Press release content from Globe Newswire. The AP news staff was not involved in its creation.
Hong Kong, Dec. 03, 2020 (GLOBE NEWSWIRE) — Bridgetown Holdings Limited (the “Company”) announced today that, commencing December 7, 2020, holders of the 59,499,351 units sold in the Company’s initial public offering may elect to separately trade the Company’s Class A ordinary shares and warrants included in the units. Class A ordinary shares and warrants that are separated will trade on the Nasdaq Stock Market LLC under the symbols “BTWN” and “BTWNW,” respectively. No fractional warrants will be issued upon separation of the units and only whole warrants will trade. Those units not separated will continue to trade on the Nasdaq Stock Market LLC under the symbol “BTWNU.” Holders of units will need to have their brokers contact Continental Stock Transfer & Trust Company, the Company’s transfer agent, in order to separate the units into Class A ordinary shares and warrants.
Bridgetown Holdings Limited is a blank check company incorporated for the purpose of effecting a merger, share exchange, asset acquisition, share purchase, reorganization or similar business combination with one or more businesses. While the Company may pursue a business combination target in any business or industry, the Company intends to focus on a target with operations or prospective operations in the technology, financial services, or media sectors in Southeast Asia. The Company is led by Chief Executive Officer and Chief Financial Officer, Daniel Wong, and Chairman Matt Danzeisen.
The units were initially offered by the Company in an underwritten offering. UBS Investment Bank and BTIG, LLC acted as the joint-book running managers for the offering. A registration statement relating to these securities has been filed with, and declared effective by, the Securities and Exchange Commission (“SEC”) on October 15, 2020. This press release shall not constitute an offer to sell or the solicitation of an offer to buy, nor shall there be any sale of these securities in any state or jurisdiction in which such an offer, solicitation or sale would be unlawful prior to registration or qualification under the securities laws of any such state or jurisdiction.

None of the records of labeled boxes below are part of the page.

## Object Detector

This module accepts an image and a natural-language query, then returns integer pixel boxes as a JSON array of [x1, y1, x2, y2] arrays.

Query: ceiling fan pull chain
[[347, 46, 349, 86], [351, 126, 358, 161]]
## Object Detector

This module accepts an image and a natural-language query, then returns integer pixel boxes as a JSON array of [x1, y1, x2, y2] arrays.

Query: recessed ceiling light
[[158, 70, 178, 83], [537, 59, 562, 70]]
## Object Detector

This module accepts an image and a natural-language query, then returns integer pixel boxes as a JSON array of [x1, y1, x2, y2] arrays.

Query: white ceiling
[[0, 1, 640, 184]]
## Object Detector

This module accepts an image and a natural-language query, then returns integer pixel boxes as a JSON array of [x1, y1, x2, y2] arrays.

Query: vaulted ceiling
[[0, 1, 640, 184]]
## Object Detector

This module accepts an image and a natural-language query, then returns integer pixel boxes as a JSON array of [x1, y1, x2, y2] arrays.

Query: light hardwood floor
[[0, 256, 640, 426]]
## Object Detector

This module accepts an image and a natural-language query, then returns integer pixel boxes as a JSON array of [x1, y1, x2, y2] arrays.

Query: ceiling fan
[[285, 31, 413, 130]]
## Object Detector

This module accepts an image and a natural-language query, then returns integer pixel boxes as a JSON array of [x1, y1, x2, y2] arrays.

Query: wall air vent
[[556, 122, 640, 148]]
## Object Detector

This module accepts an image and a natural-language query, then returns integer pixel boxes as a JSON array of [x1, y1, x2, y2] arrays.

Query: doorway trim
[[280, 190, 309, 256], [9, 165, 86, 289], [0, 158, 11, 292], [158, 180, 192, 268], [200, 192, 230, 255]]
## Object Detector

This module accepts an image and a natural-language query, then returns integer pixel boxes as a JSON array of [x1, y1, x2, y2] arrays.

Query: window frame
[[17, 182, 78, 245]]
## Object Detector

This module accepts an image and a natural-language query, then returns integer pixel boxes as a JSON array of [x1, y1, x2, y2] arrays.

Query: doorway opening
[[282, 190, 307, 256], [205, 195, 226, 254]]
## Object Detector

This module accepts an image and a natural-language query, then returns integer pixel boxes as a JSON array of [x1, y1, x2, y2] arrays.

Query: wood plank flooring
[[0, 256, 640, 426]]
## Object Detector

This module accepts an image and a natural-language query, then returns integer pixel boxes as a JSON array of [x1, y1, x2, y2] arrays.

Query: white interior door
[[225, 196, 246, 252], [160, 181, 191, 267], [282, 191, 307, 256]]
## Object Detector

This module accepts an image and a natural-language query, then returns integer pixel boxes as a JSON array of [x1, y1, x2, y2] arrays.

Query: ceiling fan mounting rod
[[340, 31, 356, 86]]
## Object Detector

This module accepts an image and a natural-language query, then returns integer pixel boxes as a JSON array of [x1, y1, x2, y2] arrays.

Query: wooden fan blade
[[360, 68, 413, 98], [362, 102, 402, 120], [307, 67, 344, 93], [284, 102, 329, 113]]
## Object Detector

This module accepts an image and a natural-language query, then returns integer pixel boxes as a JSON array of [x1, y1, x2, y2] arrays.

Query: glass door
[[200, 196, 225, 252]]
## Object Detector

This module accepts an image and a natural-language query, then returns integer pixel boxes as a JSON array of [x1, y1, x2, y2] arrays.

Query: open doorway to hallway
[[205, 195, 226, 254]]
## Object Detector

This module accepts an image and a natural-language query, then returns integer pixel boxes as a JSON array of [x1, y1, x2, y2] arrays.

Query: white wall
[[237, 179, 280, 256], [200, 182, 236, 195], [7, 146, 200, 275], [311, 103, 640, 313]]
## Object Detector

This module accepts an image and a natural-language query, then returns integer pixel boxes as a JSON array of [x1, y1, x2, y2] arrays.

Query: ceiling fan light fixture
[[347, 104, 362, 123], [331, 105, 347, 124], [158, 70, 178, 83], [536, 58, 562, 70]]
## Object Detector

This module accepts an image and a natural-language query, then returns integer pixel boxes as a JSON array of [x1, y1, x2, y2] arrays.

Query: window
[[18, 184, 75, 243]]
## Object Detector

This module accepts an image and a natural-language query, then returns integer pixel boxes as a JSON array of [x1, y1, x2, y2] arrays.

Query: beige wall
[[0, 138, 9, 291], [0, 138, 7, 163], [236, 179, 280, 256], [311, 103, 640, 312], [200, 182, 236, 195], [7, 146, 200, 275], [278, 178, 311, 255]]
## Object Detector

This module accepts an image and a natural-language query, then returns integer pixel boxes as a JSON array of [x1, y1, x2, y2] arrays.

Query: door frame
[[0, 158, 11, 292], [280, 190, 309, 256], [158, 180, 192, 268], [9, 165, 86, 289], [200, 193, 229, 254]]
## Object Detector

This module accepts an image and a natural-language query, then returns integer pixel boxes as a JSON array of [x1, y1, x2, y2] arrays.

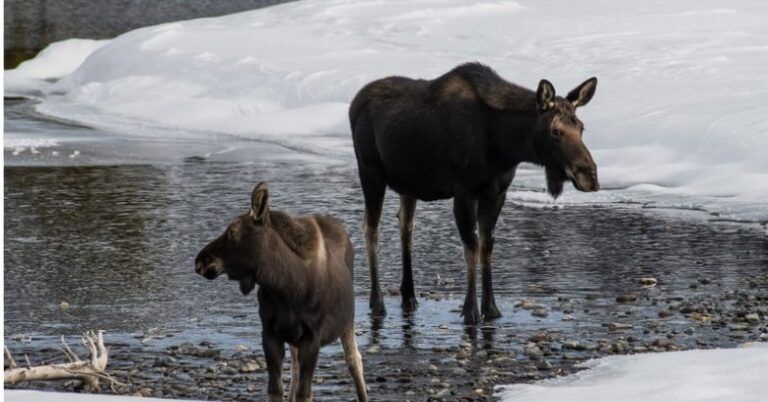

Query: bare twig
[[4, 331, 115, 390], [5, 345, 16, 370]]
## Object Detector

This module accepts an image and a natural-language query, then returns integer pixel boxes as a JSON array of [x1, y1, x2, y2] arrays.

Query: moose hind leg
[[453, 197, 480, 325], [341, 323, 368, 402], [288, 346, 299, 402], [360, 171, 387, 317], [261, 333, 285, 402], [296, 344, 320, 402], [477, 192, 506, 320], [397, 195, 419, 312]]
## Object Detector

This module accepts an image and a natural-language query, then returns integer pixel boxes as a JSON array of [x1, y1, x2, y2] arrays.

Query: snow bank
[[4, 39, 109, 95], [3, 390, 201, 402], [6, 0, 768, 220], [497, 344, 768, 402]]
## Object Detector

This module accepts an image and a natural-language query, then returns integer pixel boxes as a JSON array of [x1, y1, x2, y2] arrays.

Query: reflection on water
[[4, 161, 768, 356]]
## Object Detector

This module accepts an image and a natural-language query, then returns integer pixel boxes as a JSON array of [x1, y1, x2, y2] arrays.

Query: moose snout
[[566, 165, 600, 192]]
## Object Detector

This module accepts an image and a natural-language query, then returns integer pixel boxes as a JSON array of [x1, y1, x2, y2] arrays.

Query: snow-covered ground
[[5, 0, 768, 221], [497, 344, 768, 402]]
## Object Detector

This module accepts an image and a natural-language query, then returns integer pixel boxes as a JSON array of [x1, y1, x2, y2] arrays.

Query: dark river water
[[3, 102, 768, 400]]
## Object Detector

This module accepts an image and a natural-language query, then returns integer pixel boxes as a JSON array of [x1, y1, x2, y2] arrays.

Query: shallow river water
[[4, 101, 768, 400]]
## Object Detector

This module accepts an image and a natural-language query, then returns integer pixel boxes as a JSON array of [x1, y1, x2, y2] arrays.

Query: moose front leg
[[397, 195, 419, 312], [477, 195, 506, 320], [261, 332, 285, 402], [453, 196, 480, 325], [296, 343, 320, 402]]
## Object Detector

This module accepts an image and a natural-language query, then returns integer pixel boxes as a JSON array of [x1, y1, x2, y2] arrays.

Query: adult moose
[[349, 63, 599, 324], [195, 183, 368, 402]]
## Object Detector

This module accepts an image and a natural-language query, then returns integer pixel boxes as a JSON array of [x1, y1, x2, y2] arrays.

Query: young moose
[[349, 63, 599, 324], [195, 183, 368, 402]]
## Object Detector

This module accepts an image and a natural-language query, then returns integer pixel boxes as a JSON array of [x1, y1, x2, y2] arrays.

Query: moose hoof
[[371, 301, 387, 317], [461, 306, 480, 325], [483, 304, 501, 321], [403, 297, 419, 313]]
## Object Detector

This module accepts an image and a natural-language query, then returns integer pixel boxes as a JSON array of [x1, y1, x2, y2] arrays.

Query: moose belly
[[379, 129, 454, 201]]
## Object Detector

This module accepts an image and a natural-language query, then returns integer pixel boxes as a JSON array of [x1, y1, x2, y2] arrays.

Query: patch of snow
[[6, 0, 768, 221], [3, 137, 59, 149], [3, 39, 109, 96], [496, 344, 768, 402]]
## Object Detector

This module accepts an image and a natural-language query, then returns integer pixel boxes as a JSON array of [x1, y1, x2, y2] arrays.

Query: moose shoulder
[[195, 183, 367, 402], [349, 63, 599, 323]]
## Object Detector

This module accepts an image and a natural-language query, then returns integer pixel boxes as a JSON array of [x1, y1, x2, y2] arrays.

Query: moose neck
[[255, 221, 308, 295], [492, 110, 544, 169]]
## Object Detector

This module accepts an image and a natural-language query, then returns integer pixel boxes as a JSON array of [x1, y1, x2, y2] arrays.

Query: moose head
[[534, 77, 600, 198]]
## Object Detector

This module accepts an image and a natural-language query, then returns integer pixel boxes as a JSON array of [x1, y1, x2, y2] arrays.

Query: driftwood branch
[[4, 331, 122, 391], [5, 346, 16, 370]]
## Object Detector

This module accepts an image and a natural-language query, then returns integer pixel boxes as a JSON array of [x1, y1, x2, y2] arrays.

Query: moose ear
[[536, 80, 555, 110], [251, 182, 269, 223], [566, 77, 597, 107]]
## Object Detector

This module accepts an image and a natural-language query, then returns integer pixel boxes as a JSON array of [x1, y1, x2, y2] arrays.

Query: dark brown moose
[[349, 63, 599, 324], [195, 183, 368, 402]]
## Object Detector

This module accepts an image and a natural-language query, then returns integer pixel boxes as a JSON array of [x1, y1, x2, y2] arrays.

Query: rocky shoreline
[[10, 273, 768, 401]]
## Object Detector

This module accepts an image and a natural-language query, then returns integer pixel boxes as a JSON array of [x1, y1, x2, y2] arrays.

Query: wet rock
[[611, 341, 629, 354], [616, 293, 637, 303], [728, 323, 749, 331], [525, 343, 543, 360], [563, 340, 587, 350], [240, 360, 261, 373], [133, 387, 152, 398], [608, 322, 632, 331], [640, 278, 659, 288], [528, 332, 549, 343], [515, 299, 546, 310], [365, 344, 381, 355]]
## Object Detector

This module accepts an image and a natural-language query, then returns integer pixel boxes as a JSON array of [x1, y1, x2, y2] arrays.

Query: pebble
[[616, 293, 637, 303], [640, 278, 659, 288], [365, 344, 381, 355], [525, 343, 543, 360], [531, 308, 549, 318], [608, 322, 632, 331], [240, 360, 261, 373]]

Cautionary Note Concerning Forward-Looking Statements
This press release contains statements that constitute “forward-looking statements.” Forward-looking statements are subject to numerous conditions, many of which are beyond the control of the Company, including those set forth in the Risk Factors section of the Company’s registration statement and prospectus for the offering filed with the SEC. Copies are available on the SEC’s website, www.sec.gov. The Company undertakes no obligation to update these statements for revisions or changes after the date of this release, except as required by law.